Friday of the 31st Week in Ordinary Time
St. John Paul II Seminary
Washington, D.C.
November 6, 2020
GAAP Accounting
At some point in my life, I began meeting regularly with auditors, and along the way, learned about GAAP accounting – GAAP being an acronym for Generally Accepted Accounting Principles, a kind of gold-standard in the accounting industry.
But you don’t have to be an accountant to see that the unjust steward in today’s Gospel wasn’t following GAAP accounting. Quite the contrary, he was engaging in fraudulent behavior. As you recall, the steward had fallen out of favor with his boss. The steward was about to be fired and was facing financial ruin. He dreaded the loss of a comfortable lifestyle to which he had become accustomed.
His solution was to ingratiate himself with his master’s debtors. So he invited them into his office and handed each of them their invoices and instructed them to reduce the amount of money they owed his boss. That way, he figured, when he was fired these debtors would be so grateful that they would bring him into their homes and sustain his expensive tastes.
Surprising Reactions
As many times as we have read this parable, we may wonder why the employer praised the steward for his cleverness. We may also wonder why Jesus seems to confirm the employer’s untoward praise, instead of condemning the unjust steward’s behavior outright.

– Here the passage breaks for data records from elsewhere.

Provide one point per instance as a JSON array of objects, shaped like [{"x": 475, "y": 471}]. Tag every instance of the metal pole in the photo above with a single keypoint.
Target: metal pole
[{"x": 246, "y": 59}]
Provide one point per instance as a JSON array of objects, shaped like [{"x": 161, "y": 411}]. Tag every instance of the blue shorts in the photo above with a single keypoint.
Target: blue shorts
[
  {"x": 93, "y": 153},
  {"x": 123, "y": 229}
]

But Jesus is not lauding the steward’s chicanery. Rather, he is teaching us a key truth about the spiritual life, and it is this. If the children of this world are shrewd in amassing earthly goods for their comfort, shouldn’t we, as Lord’s disciples, be equally shrewd in using the goods of this earth so as to further our eternal happiness and surely not to impede or endanger it? We might say that the Lord is challenging us to exercise “a holy guile” in the use of material things, lest these good things corrupt us, absorb our time and our interest, and soon enough become our masters.

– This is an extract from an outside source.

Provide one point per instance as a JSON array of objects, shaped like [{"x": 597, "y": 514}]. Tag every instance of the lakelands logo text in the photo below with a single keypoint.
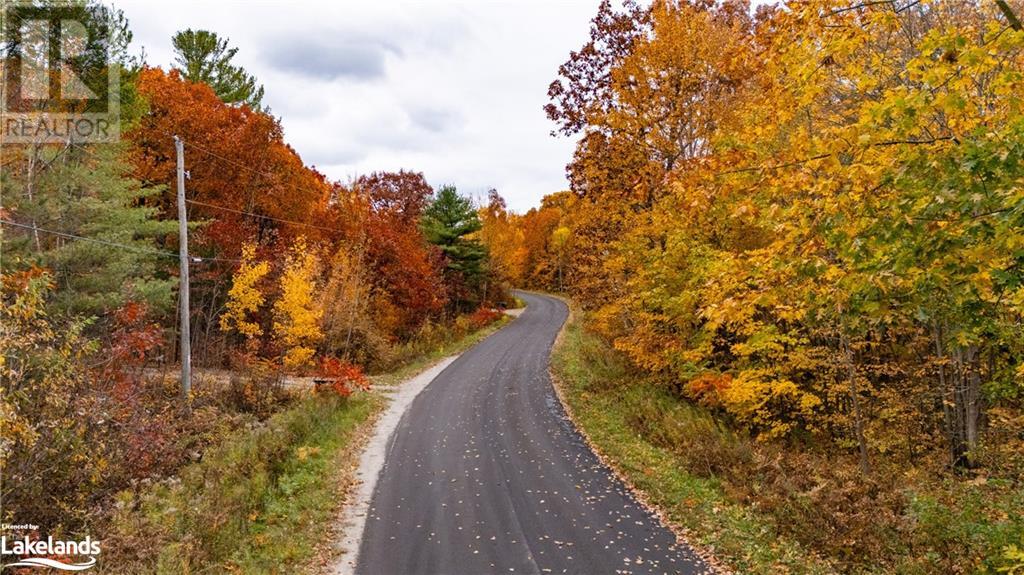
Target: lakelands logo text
[{"x": 24, "y": 548}]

From a different angle, the lesson of this parable might be this: the children of this world will do anything and everything for fame and fortune. Shouldn’t we be ready to do anything and everything we can—with God’s help – to amass, not fleeting earthly wealth, but treasure in heaven? Do we expend as much effort, forethought, and discernment in our spiritual growth as, let us say, a successful day trader expends in making money on Wall Street?

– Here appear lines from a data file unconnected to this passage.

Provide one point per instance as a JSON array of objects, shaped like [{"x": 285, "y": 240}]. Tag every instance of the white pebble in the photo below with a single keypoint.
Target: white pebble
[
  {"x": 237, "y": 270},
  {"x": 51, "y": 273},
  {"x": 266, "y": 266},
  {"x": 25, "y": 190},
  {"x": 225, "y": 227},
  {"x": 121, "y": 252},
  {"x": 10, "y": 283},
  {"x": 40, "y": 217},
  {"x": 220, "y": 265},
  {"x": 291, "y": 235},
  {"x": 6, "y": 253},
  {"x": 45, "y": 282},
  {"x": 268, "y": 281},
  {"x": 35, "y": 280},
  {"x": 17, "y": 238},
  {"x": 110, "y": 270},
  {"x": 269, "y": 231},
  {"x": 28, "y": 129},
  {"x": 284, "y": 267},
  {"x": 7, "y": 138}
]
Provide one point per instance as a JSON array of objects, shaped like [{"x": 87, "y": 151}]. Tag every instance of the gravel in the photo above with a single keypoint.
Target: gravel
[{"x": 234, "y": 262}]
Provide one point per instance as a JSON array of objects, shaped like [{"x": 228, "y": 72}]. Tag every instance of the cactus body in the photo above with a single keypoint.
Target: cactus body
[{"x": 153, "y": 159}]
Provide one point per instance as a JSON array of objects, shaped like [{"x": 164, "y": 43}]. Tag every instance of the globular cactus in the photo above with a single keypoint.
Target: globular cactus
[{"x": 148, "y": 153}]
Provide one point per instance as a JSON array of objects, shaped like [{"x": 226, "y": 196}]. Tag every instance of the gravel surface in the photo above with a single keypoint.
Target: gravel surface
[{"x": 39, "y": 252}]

No matter how you look at it, the spiritually astute person knows how to evaluate every decision in light of eternity: what to eat and drink (or not), what to watch on-line (or not), how to spend one’s time, where to go and with whom, what to own and not to own. The spiritually astute person will not distain this world and its blessings, fleeting and transitory though they be, but instead will use them well and wisely, in view of eternal happiness.
Where Your Heart Is . . .
In the Gospel of Matthew Jesus says, “Where your heart is, there will your treasure be!” (6:21) On this First Friday, when our thoughts and prayers turn to the Sacred Heart of Jesus, let us ask for the grace, once and for all, to choose honesty over dishonesty, fidelity over infidelity, self-sacrificing love over selfishness. Then our hearts will be set on Jesus, the font of mercy and charity. They we will experience that peace the world cannot give.